Hermine setzte sich und lächelte sanft, als er ihr gegenüber platz nahm. "Danke Harry, das ist wirklich lieb von dir."

Hermine hatte nicht vor, ihm gleich von Marc zu erzählen. Nachdem sie sich endlich beruhigt hatte, wollte sie nichts sagen, was vielleicht einen erneuten Gefühlsausbruch in ihr auslösen könnte. Also begann sie Harry zu fragen, was er in letzter Zeit so getan hatte.

Harry war so taktvoll sie nicht sofort weiter nach ihrem Problem zu fragen und erzählte ihr erst einmal von seiner Arbeit. Von seinem Reisen und was er so alles erlebt hatte. Sie war froh über die Ablenkung und lauschte ihm gebannt.

Ziemlich rasch war die Zeit verflogen und Harry blickte kurz auf seine Uhr.

"Was hältst du davon, wenn wir heute Abend ein bisschen ausgehen?

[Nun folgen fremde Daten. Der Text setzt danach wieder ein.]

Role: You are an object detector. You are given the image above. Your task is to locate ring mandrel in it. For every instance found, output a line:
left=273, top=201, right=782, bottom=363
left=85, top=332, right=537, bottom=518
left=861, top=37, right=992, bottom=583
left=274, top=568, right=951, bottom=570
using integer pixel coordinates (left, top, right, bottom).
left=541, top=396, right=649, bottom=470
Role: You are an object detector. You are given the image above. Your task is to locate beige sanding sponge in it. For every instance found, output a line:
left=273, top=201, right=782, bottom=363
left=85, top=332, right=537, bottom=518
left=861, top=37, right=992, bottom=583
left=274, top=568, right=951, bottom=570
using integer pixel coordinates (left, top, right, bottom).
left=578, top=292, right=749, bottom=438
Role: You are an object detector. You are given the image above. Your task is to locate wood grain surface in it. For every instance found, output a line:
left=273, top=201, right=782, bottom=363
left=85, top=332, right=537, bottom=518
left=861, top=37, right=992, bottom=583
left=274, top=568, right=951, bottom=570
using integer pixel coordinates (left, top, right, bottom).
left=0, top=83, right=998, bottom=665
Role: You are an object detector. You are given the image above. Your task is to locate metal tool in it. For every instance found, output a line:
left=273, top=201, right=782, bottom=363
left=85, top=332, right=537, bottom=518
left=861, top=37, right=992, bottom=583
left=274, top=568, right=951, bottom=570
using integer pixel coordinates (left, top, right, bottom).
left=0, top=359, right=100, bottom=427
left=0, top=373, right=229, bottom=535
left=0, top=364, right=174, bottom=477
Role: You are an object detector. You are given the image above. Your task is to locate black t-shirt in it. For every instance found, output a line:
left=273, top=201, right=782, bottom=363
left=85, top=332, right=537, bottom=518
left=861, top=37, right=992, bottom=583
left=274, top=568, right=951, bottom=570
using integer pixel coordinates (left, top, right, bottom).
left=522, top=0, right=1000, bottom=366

Wir könnten zum Beispiel essen gehen?"Fragte er.

"Sicher, das wäre toll. Nicht weit von hier gibt es ein klasse italienisches Restaurant."Erwiderte Hermine.

"Ok! Wie wäre es um sieben? Ich muss vorher noch mein Gepäck vom Bahnhof abholen und mir ein Hotelzimmer suchen. Eigentlich hatte ich gehofft, dass mein altes Apartment noch frei sei. Aber offensichtlich war ich diesmal doch zu lange weg und meine Vermieterin hat es schon wieder vergeben."Er lächelte schwach. "Jetzt muss ich erst einmal nach einer neuen dauerhaften Bleibe suchen. Ich werde nämlich mal wieder länger in London bleiben. Allmählich habe ich keine Lust mehr mich dauernd in der Weltgeschichte herumzutreiben. Liegt wahrscheinlich am Alter."Er lachte schalkhaft.

"Ja natürlich. Mit 26 Jahren wirst du jetzt langsam zu alt, um den dauernden Weltenbummler zu spielen."Antwortete Hermine ironisch und grinste. Beide lachten. "Du kannst aber auch hier wohnen, bis zu du ein Apartment gefunden hat. Mein Gästezimmer ist noch frei."

"Das kann ich nicht annehmen Hermine. Ich werde schon ein schäbiges, kleines Hotelzimmer finden."

"Das ist mein ernst Harry. Ich würde mich sogar freuen, wenn du hier bleiben würdest. Wir haben uns die letzten zwei Jahre so wenig gesehen. Also könntest du mir ruhig mal wieder ein bisschen auf die Nerven fallen." Sie hoffte, dass ihre Worte nicht allzu bittend klangen. Sie würde sich wirklich freuen, wenn er bliebe, vielleicht würde sie sich dann nicht mehr so schrecklich alleine fühlen.

Harry blickte sie eine Weile nachdenklich an: "Aber nur, wenn es dir wirklich nichts ausmacht."

Hermine lachte: "Natürlich nicht! Dann geh mal dein Gepäck holen."

Wenig später war Harry gegangen, um sein Gepäck zu holen. Hermine sah ihm aus dem Fenster nach, wie er die Straße entlang lief. Es tat wirklich gut Harry wieder hier zu haben. Er jetzt fiel ihr auf, wie sehr sie ihn überhaupt vermisst hatte.